Bay 12 Games Forum

Please login or register.

Login with username, password and session length
Advanced search  

Author Topic: GPU threading in DF  (Read 1696 times)

Foxite

  • Bay Watcher
    • View Profile
GPU threading in DF
« on: March 29, 2016, 09:04:17 am »

This is just a food of thought, not a serious suggestion to make DF faster.

So I know overdoing threading can actually reduce performance to a greater degree than that it will improve when done right. But DF only makes small calculations for each creature's movement and actions. I was thinking, what if DF was programmed/modded to use each GPU core to calculate each creature's movement and actions? I know that most GPUs have core counts that run into the hundreds, sometimes even thousands, so even low-end GPUs could probably have enough cores to have each one calculate the actions for every single creature on the map. Of course, the creatures in a world can run into the millions, but since they are not done in tile-level detail, they can be calculated in a single thread on the CPU like how it's done now.

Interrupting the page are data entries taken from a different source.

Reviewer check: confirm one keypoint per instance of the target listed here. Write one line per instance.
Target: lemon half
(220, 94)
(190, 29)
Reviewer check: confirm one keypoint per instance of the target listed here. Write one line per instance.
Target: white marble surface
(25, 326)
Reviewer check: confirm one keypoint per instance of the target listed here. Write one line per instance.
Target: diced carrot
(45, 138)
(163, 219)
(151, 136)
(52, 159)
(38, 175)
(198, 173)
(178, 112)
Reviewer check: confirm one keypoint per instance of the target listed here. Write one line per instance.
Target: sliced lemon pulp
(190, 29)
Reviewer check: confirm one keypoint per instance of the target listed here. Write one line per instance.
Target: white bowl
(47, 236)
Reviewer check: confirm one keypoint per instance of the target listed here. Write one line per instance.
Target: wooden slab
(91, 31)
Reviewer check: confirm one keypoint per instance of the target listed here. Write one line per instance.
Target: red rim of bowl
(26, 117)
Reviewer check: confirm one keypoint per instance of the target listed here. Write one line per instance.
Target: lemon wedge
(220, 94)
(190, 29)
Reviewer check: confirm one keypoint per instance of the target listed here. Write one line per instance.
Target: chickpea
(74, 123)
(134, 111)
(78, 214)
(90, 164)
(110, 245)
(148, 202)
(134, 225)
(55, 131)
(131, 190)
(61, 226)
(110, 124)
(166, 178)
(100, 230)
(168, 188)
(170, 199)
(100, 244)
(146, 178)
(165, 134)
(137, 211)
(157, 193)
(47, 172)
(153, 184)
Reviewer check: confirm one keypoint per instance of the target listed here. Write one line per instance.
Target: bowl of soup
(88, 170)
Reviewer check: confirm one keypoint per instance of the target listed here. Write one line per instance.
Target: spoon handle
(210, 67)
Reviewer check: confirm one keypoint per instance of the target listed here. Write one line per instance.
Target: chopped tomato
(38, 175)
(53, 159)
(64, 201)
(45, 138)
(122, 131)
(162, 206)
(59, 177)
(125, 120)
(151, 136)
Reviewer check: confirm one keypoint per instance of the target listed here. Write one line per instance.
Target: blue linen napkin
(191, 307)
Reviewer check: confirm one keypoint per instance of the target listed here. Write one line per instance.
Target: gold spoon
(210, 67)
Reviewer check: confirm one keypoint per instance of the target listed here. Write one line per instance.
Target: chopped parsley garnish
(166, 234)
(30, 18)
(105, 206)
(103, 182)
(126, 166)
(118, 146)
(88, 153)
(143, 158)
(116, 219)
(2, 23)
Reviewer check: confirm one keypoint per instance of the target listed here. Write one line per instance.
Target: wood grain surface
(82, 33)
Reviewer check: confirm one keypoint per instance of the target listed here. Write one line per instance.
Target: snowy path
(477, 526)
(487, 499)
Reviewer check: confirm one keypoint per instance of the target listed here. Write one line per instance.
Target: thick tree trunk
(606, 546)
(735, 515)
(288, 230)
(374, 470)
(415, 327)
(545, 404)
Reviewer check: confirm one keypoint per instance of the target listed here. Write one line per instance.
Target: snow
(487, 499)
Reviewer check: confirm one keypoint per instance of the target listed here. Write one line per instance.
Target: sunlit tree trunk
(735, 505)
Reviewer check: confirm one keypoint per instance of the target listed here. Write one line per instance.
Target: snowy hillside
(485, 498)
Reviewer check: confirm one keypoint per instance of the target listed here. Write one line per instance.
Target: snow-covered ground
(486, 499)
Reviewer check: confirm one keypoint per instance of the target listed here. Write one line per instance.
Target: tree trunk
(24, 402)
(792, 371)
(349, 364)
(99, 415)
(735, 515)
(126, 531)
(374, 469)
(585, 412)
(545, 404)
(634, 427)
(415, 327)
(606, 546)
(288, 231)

Would this improve performance?
Logged
The best way to demonstrate it to him is take a save of 40 year old fortress with 150 dwarves in it on a good sized embark with a volcano that just breached the circus and install it on his gaming rig and watch it bring his rig to its knees.

therahedwig

  • Bay Watcher
    • View Profile
    • wolthera.info
Re: GPU threading in DF
« Reply #1 on: March 29, 2016, 10:04:28 am »

GPU threading is regular multi-threading's younger, whinier and tantrum prone brother. So it's all the regular issues+decent two way communication with the gpu(which is an artform in it's own right)+GPU specific limitations.

I am saying this as a Krita(open source painting program) developer/community manager, and our filters are multi-treaded, but doing the two way communication is extremely difficult, which is something I end up having to tell to everyone who hopes to see gpu-based filters.

Maybe any of the other programming buffs here have different opinions on it.
Logged
Stonesense Grim Dark 0.2 Alternate detailed and darker tiles for stonesense. Now with all ores!

Putnam

  • Bay Watcher
  • DAT WIZARD
    • View Profile
Re: GPU threading in DF
« Reply #2 on: March 29, 2016, 10:36:58 pm »

GPU calculation is the greatest hope for the future of DF's performance by far. Graphics card performance is still improving exponentially, doubling every year or so.

That's not to say that it's practical or even that it's doable. Just that if it's the former that it's going to be big.

I don't think "small calculations" is a good characterization of each creature's actions (movement is an action), though.

Foxite

  • Bay Watcher
    • View Profile
Re: GPU threading in DF
« Reply #3 on: March 30, 2016, 02:44:34 am »

I don't think "small calculations" is a good characterization of each creature's actions (movement is an action), though.
As I understand it, pathing in DF works like this:
  • Create a straight vector from start to finish.
  • If it contains any impassable tiles, draw a straight vector from the last passable tile in the vector to nearest point around the blockage.
  • Repeat for all routes around the blockage.
  • Calculate which is the cheapest by traffic designations. Use the vector points for that route as route waypoints for the final route.
  • Repeat from step 1 until there is an unblocked path to the target.
When targeting a creature this does need to be redone every time it moves, but it doesn't look very expensive in resources.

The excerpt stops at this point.